Ik hoop dat gij zult inzien dat wij de proef hebben doorstaan.

7
CANISIUS

We bidden dan ook tot God, dat gij geen kwaad moogt doen; niet om zelf proefhoudend te schijnen, maar opdat gij van uw kant het goede zoudt doen, ook al zouden wijzelf de proef niet doorstaan.

WILLIBRORD

Wij bidden God dat gij geen kwaad doet, niet om te bewijzen dat wij succes hebben, maar om te bereiken dat gij het goede doet; dan mogen wij wel mislukken.

8
CANISIUS

Want we hebben geen macht tégen, maar wel vóór de waarheid;

WILLIBRORD

Want tegen de waarheid vermogen wij niets, die kunnen wij slechts steunen.

9
CANISIUS

en we verheugen ons, zo gij sterk zijt, al waren wij zelf ook zwak; ook voor één zaak bidden we: uw volmaaktheid.

WILLIBRORD

Wij willen gaarne zwak zijn, als gij sterk zijt.
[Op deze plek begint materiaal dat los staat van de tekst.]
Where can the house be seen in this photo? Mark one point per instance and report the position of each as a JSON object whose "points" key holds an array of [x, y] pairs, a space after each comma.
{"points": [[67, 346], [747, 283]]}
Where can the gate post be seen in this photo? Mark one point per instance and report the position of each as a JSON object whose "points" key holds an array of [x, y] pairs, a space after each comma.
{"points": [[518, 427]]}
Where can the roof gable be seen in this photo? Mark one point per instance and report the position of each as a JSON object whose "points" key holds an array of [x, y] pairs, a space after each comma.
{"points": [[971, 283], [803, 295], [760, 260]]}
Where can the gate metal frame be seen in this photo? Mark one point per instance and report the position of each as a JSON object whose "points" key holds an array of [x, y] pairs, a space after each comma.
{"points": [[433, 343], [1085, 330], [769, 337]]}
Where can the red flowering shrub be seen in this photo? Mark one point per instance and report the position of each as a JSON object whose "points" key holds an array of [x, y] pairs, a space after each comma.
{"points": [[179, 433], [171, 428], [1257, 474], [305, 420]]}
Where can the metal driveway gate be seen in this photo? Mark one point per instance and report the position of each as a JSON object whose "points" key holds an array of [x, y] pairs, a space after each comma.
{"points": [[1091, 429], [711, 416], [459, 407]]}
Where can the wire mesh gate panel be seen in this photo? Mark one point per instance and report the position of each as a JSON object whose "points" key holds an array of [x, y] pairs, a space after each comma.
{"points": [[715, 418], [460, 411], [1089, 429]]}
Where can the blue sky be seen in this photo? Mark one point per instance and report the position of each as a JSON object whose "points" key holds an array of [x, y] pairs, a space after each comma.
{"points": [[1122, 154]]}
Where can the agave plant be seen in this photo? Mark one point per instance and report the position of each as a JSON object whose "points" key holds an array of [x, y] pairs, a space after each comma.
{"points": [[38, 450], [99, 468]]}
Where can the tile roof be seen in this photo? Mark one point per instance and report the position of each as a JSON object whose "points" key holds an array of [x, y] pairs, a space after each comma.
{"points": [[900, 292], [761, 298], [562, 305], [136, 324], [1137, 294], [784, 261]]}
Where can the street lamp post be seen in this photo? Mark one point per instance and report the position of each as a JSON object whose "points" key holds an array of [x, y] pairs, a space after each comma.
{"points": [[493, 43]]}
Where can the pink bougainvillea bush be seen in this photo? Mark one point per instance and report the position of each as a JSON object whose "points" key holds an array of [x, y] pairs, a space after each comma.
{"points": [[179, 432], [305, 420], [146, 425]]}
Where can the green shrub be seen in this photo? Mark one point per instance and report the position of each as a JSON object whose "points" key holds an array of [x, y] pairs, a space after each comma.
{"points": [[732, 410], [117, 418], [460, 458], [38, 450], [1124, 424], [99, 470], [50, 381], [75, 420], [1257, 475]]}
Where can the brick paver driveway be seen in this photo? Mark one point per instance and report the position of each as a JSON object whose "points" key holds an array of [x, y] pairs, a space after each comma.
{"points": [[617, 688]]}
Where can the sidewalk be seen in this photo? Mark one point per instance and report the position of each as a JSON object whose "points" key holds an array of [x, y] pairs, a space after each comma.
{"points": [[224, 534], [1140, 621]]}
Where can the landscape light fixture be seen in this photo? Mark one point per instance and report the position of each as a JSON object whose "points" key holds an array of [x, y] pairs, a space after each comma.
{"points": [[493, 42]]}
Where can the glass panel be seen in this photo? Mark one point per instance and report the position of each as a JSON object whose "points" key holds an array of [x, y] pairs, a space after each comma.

Onze enige wens is dat alles goed gaat met u.

10
CANISIUS

En hierom schrijf ik dit alles, terwijl ik nog afwezig ben, om bij mijn komst geen strengheid te moeten gebruiken krachtens de volmacht, die de Heer mij gegeven heeft, om op te bouwen, en niet om af te breken.

WILLIBRORD

Daarom schrijf ik u dit alles, terwijl ik nog afwezig ben. Dan hoef ik, eenmaal bij u, niet met gestrengheid op te treden krachtens de volmacht die de Heer mij heeft gegeven niet om af te breken, maar om op te bouwen.

11
CANISIUS

Overigens broeders, weest blijde, verbetert u, laat u vermanen, weest eensgezind en vreedzaam; en de God van liefde en vrede zal met u zijn.

WILLIBRORD

En nu, broeders, vaarwel! Laat alles weer goed komen, neemt mijn vermaning ter harte, weest eensgezind, bewaart de vrede, en de God van liefde en vrede zal met u zijn.

12
CANISIUS

Groet elkander met een heilige kus.

WILLIBRORD

Groet elkander met de heilige kus. U groeten al de heiligen.

13
CANISIUS

U groeten al de heiligen.

WILLIBRORD

De genade van de Heer Jezus Christus, de liefde van God en de gemeenschap van de heilige Geest zij met u allen.

14
CANISIUS

De genade van den Heer Jesus Christus, de liefde van God, en de gemeenschap van den heiligen Geest zij met u allen.